Doctors told me that Juan Elias wouldn’t have a normal life. They explained that Juanito might never be able to walk or talk. Thanks to our faith, hard work, and support from CMMB, I’ve learned that even the best prognosis can be wrong. It takes a lot of work and discipline, but we try our best every day.
My son is special because he makes me be a better person every day. He makes me want to try harder. Little did I know what a huge blessing this child would bring to me.

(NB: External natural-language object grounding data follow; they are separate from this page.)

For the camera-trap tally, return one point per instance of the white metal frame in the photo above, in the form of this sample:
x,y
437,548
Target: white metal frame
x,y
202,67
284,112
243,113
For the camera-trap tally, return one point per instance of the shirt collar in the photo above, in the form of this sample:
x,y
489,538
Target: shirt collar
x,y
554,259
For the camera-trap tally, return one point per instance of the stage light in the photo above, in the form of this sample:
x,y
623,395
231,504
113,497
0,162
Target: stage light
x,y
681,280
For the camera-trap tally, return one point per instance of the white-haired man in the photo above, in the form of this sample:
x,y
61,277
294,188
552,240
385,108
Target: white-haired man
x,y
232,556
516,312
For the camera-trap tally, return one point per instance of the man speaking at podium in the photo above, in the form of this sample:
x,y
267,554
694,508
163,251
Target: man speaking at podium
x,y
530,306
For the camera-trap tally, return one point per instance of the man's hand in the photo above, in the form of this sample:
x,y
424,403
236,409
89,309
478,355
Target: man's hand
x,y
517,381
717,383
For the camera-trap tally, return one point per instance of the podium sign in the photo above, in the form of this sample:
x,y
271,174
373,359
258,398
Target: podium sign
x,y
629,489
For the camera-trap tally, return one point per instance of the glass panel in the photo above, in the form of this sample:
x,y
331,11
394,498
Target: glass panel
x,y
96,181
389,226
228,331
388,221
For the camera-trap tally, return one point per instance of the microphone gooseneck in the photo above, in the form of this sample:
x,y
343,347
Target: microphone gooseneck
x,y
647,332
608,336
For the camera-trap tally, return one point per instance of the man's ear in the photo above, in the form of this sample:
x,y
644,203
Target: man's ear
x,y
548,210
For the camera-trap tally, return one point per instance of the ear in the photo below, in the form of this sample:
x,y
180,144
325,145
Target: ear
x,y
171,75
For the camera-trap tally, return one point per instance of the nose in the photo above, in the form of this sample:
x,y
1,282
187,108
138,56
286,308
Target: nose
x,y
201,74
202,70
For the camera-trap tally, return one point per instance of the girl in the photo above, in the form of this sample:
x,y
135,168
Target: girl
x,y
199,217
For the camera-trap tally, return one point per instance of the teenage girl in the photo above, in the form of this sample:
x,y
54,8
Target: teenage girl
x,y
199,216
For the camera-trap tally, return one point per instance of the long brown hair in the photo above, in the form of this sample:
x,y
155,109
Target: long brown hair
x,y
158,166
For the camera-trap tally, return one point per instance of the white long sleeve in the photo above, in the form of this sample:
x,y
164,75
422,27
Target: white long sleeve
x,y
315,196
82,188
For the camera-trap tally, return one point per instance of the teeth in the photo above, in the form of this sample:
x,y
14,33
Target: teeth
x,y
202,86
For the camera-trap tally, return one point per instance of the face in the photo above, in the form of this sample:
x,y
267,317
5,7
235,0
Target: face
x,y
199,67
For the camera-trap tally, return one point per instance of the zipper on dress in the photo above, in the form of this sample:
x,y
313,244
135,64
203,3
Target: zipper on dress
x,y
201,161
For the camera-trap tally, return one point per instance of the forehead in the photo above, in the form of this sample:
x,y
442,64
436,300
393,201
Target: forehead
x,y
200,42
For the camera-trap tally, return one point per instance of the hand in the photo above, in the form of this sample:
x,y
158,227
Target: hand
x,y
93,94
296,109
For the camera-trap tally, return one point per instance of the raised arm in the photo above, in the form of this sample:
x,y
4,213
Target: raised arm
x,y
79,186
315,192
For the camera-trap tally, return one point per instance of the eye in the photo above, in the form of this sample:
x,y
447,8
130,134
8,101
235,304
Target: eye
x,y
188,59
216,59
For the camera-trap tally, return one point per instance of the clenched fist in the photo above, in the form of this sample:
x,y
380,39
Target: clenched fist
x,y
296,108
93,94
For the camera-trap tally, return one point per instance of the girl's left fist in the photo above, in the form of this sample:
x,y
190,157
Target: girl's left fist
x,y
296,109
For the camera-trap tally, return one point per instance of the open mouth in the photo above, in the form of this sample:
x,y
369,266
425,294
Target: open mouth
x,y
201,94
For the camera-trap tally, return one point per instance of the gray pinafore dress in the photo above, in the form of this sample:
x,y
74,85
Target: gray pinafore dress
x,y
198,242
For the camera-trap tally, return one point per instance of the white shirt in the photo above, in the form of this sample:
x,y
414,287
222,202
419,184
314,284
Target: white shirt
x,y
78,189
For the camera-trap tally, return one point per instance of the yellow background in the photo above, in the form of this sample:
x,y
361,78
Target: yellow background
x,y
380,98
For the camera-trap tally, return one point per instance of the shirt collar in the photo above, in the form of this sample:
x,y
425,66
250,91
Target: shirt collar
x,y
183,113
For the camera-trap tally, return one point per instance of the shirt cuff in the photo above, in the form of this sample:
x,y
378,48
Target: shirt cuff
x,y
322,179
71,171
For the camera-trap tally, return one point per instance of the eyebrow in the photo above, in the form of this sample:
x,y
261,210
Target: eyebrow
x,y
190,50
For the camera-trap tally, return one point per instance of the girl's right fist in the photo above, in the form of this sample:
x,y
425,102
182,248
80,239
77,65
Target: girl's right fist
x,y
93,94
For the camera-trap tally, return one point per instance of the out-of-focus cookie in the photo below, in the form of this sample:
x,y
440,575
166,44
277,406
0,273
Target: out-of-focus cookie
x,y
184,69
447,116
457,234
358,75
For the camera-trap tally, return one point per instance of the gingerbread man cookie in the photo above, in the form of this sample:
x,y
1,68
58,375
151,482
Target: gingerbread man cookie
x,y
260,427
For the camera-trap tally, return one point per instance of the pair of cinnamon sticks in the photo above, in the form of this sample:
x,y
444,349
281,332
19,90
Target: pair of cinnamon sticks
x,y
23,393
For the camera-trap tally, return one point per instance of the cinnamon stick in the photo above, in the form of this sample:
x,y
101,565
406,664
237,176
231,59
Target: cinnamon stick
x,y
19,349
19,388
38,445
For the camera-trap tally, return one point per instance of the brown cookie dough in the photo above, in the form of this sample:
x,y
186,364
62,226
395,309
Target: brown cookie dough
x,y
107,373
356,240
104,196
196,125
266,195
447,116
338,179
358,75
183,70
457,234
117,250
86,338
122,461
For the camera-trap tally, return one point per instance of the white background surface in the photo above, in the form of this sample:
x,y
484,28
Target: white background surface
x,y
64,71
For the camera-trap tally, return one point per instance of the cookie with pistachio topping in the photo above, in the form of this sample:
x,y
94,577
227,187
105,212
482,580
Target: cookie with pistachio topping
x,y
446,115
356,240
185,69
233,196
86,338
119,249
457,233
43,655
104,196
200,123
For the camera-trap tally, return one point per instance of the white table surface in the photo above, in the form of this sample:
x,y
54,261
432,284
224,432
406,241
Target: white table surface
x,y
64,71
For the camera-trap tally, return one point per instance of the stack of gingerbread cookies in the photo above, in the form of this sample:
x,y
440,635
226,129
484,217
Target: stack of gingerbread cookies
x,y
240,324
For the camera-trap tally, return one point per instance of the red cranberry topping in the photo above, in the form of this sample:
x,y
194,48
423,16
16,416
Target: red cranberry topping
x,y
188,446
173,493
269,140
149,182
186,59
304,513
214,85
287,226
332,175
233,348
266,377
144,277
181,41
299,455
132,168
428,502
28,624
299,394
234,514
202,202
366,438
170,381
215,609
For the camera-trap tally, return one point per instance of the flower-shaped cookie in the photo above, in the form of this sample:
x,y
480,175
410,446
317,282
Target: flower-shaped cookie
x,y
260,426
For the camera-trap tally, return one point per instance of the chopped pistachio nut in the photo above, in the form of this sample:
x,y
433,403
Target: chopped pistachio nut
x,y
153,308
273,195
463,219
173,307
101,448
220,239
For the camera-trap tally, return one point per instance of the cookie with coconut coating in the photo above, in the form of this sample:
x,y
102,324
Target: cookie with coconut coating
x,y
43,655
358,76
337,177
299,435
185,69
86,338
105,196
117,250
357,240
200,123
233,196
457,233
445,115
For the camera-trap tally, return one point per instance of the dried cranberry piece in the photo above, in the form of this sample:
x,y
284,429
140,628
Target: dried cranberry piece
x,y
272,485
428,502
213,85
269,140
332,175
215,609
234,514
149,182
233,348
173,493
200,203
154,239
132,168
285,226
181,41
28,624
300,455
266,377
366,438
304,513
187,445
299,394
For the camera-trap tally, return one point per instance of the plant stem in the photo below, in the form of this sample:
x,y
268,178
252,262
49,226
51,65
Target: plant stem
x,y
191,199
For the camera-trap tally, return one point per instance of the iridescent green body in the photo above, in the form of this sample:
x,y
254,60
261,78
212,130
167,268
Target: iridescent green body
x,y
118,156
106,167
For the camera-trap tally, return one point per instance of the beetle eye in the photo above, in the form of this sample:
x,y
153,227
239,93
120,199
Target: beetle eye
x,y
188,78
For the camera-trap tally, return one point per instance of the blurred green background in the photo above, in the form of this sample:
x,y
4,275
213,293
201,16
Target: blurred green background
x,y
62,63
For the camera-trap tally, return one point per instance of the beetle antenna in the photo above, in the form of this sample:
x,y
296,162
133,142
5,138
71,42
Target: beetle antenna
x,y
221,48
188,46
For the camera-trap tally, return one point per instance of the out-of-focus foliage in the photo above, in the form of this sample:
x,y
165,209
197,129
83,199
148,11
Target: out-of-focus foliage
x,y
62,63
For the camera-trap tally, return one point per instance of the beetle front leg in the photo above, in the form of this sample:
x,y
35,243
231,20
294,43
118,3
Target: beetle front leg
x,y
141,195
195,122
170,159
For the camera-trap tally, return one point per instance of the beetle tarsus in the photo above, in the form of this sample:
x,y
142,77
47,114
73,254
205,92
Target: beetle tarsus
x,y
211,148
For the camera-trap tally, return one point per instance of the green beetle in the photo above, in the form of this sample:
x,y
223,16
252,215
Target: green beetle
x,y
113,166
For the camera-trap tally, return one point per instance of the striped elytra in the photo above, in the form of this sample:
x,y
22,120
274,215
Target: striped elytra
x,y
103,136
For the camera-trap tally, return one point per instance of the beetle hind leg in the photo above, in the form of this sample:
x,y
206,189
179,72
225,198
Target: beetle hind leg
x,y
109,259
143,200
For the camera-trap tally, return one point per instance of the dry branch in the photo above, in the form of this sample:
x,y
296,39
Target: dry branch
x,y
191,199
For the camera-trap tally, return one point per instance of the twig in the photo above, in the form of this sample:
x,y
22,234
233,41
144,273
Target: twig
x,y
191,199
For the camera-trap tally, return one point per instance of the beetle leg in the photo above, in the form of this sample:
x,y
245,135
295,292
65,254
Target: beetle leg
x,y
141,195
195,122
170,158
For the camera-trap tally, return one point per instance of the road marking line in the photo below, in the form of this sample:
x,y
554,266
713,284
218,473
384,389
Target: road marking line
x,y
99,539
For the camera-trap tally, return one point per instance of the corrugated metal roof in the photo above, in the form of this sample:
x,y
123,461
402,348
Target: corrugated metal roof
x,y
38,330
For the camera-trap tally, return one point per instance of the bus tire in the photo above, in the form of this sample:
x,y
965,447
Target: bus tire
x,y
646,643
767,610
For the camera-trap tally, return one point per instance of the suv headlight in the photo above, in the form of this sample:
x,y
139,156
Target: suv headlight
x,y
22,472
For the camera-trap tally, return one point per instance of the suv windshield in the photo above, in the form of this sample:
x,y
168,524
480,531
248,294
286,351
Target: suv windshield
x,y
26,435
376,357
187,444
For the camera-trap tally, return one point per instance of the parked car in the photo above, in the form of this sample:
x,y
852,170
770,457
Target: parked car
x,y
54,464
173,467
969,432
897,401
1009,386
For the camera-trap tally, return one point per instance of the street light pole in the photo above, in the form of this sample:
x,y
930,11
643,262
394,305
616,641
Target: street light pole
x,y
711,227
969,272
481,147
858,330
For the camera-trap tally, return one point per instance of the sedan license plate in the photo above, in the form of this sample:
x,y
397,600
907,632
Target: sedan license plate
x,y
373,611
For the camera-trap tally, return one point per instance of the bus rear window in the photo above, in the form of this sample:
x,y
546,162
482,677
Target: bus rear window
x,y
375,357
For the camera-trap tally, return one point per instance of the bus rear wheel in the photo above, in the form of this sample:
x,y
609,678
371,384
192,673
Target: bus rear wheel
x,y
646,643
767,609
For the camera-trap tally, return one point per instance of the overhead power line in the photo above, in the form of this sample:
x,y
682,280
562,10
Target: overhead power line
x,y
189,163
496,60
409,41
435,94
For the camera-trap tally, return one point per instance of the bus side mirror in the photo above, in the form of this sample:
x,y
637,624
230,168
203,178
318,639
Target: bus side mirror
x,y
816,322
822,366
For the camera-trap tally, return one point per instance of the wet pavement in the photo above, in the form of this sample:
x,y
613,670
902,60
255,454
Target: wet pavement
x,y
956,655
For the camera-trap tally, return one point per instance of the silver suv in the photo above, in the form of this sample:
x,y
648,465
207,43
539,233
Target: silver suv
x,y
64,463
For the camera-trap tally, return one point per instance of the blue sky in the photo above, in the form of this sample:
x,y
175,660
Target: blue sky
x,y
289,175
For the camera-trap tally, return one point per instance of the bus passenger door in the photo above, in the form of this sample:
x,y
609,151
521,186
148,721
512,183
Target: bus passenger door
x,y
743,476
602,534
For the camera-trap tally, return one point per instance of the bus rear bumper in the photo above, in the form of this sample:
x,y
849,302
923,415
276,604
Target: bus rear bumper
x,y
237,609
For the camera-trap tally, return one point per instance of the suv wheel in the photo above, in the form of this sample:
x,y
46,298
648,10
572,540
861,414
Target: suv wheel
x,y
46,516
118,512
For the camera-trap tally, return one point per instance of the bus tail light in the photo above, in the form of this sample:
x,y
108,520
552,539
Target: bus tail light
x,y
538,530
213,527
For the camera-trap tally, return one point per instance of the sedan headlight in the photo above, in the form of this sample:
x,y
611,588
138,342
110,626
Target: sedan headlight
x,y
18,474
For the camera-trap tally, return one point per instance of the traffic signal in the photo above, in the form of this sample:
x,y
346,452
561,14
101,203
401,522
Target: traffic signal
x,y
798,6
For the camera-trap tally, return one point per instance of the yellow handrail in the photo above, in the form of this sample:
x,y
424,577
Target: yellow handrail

Juan Elias is wonderful and strong. Watching him fighting for his life everyday, helps me to go through any life challenges with great faith. He is more special than other children, that’s for sure, but it is not because he has Down syndrome. My son is special because he makes me be a better person every day. He makes me want to try harder. Little did I know what a huge blessing this child would bring to me.
Sometimes we worry too much about how things are going to turn out. Then, we stop and realize that God has already taken care of it. God knows how much we can bear.
When we asked Méabh to share her thoughts about Anna and her son Juan Elias; about raising a children with Down syndrome in the context of poverty, this was her response:
“I have seen immense poverty and have a sense of just how challenging it is to raise a child with disabilities in that kind of environment. A major challenge can often be the limitations others put on our children, often due to a lack of understanding more than anything else. We as mothers – me and Anna and all those raising children with disabilities – we know our children better than anyone else, and we have a duty to keep believing in them and what they can achieve. If we give our children our love and we believe in them, they will blossom. No amount of money can buy that.”
Love is love. Sometimes the hardest thing, the thing we believe we cannot manage, turns out to be the very thing we needed. Sometimes the most important lessons are taught by the most unlikely teachers. Today, and every day, let us all try to see beyond what we define as limitations. Not all gifts look the same.